CONSERVATIVES ARE WINNING COURT DEBATE
Democrats, having lost the Supreme Court, are increasingly turning their attention to putting liberal judges on state courts. The way they are doing it shows they have lost the debate about the role of courts in our democracy, too.
Over the past two generations, conservatives developed a comprehensive strategy, including politically powerful rhetoric, for bringing the federal courts closer to their understanding of the enterprise of judging. Judges shouldn’t rewrite the law in the guise of interpreting it, they said; judges should be umpires, not players taking a turn at bat. Conservatives warned against letting judges have wide leeway to fill in the meaning of apparently vague language, instead urging them to be constrained by what the informed public understood the words of the law meant when it was ratified.
This vision of the judicial role has drawn intense criticism, especially in the legal academy, where conservatives remain a small minority. The most recent high-profile political critique came from President Barack Obama, who often said judges should rule with “empathy.”

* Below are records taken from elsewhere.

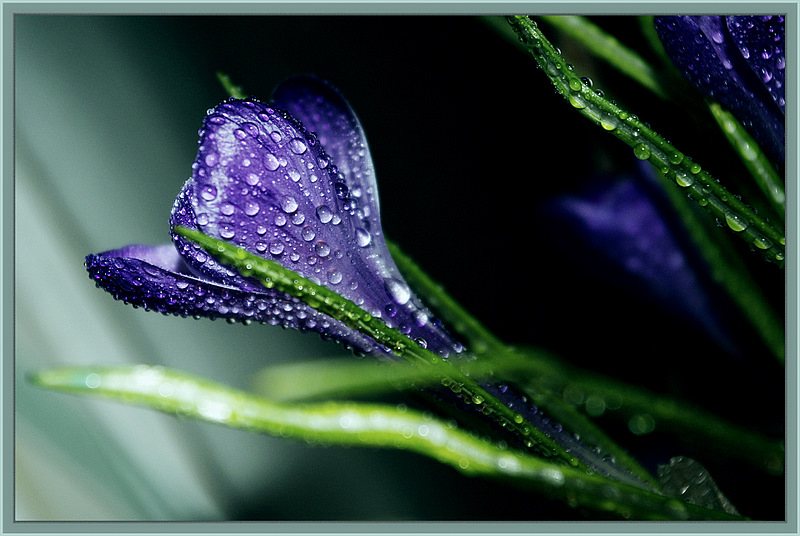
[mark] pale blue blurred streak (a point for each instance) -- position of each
(106, 124)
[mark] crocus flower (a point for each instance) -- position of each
(624, 225)
(292, 181)
(739, 61)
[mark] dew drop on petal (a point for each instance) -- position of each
(397, 290)
(275, 247)
(251, 208)
(271, 162)
(363, 238)
(324, 213)
(298, 146)
(322, 249)
(289, 204)
(211, 159)
(308, 234)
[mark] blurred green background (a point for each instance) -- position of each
(467, 137)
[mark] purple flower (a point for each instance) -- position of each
(622, 226)
(740, 62)
(292, 181)
(296, 185)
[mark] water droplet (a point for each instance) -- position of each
(322, 249)
(762, 242)
(641, 151)
(289, 204)
(341, 189)
(275, 247)
(608, 122)
(251, 208)
(335, 277)
(226, 232)
(641, 424)
(577, 102)
(211, 159)
(271, 162)
(308, 234)
(363, 238)
(675, 158)
(324, 213)
(250, 128)
(683, 179)
(397, 290)
(208, 192)
(735, 222)
(298, 146)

But Obama’s liberalism didn’t take. During their confirmation hearings, the justices he nominated to the Supreme Court, Sonia Sotomayor and Elena Kagan, explicitly rejected the empathy standard — even though they were testifying before a Democratic-controlled Senate. Kagan went so far as to say that, in a sense, “we are all originalists.” Justice Ketanji Brown Jackson made similar remarks during her hearings.
Progressives have not just failed to popularize an alternative to judicial conservatism; they have barely even come up with one. No justice in history had a following as large as Ruth Bader Ginsburg’s, but she left behind no school of thought in the way Justice Antonin Scalia did.

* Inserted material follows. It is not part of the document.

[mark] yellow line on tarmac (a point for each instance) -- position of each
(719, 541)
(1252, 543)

When they dissent from conservative decisions, the liberal justices are more likely to accuse the majority of inconsistently applying originalism than they are to dispute it. Or they will cite precedents from the earlier liberal era on the Supreme Court, a tactic that will grow less useful the longer today’s conservative supermajority is in place.
The new effort by Democrats at the state level is similarly defensive. The New York Times reports groups are setting up a new fund to win governors’ races by highlighting their power to make appointments to the state courts. But none of the Democrats quoted in the Times story say anything about advancing progressive values from the bench. They speak only of upholding “the rule of law.”

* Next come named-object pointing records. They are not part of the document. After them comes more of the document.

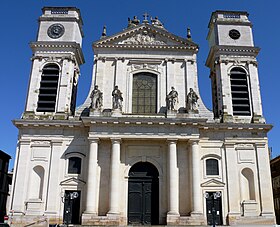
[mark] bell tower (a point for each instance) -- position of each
(234, 68)
(56, 60)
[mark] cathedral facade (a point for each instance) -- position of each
(142, 149)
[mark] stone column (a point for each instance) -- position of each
(232, 180)
(196, 192)
(173, 178)
(114, 176)
(264, 177)
(91, 201)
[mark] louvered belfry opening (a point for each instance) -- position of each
(239, 92)
(48, 88)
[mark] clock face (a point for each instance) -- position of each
(55, 31)
(234, 34)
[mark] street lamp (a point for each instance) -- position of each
(213, 196)
(67, 199)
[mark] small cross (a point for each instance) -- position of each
(145, 15)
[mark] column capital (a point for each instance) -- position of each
(93, 139)
(260, 144)
(116, 140)
(171, 141)
(194, 141)
(229, 144)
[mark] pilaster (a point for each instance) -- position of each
(196, 176)
(173, 178)
(114, 195)
(91, 198)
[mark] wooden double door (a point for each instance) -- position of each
(214, 209)
(143, 195)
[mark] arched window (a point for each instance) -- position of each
(74, 165)
(247, 184)
(239, 92)
(48, 88)
(212, 167)
(144, 95)
(37, 179)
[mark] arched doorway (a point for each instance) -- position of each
(143, 194)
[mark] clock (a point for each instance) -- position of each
(55, 31)
(234, 34)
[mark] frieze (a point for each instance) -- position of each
(40, 143)
(142, 39)
(144, 66)
(244, 147)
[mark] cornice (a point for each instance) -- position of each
(22, 123)
(122, 46)
(235, 126)
(149, 121)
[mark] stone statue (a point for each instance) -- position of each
(96, 98)
(134, 22)
(117, 98)
(172, 99)
(192, 98)
(156, 22)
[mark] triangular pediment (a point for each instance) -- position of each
(145, 35)
(213, 183)
(72, 182)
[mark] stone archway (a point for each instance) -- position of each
(143, 194)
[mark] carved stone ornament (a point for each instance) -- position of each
(142, 39)
(142, 66)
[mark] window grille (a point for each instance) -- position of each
(212, 167)
(48, 89)
(74, 165)
(239, 92)
(144, 95)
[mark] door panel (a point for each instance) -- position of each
(147, 186)
(214, 209)
(135, 202)
(143, 195)
(71, 208)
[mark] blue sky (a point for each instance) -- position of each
(19, 27)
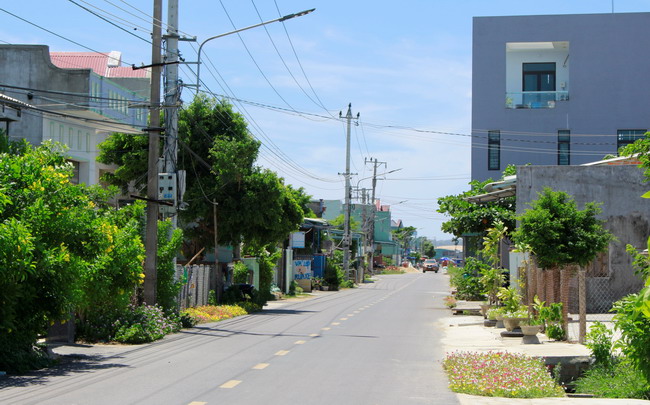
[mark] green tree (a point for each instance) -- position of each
(558, 233)
(470, 218)
(218, 154)
(428, 248)
(404, 236)
(61, 250)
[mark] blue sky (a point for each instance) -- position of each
(404, 66)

Judges backed by Democrats are, by and large, going to deliver policy results that Democratic politicians like, just as Republican appointees do for Republican politicians. The most charitable way of putting it is that each side has a systematically different view of what “the rule of law” means. That’s true whether judges are appointed by partisan officials or win elections that are effectively partisan.
Today’s liberal justices are less adventuresome in their legal reasoning than their predecessors were, limiting the scope of their activism. The politics of confirmation hearings have changed, too, with “originalism” no longer used as a marker for extremism, as it once was.
Winning the public debate has made Democrats more cautious and Republicans bolder about who they nominate. It’s one of the reasons conservatives have a supermajority on the Supreme Court — and why progressives have been reduced to seeking solace on state courts.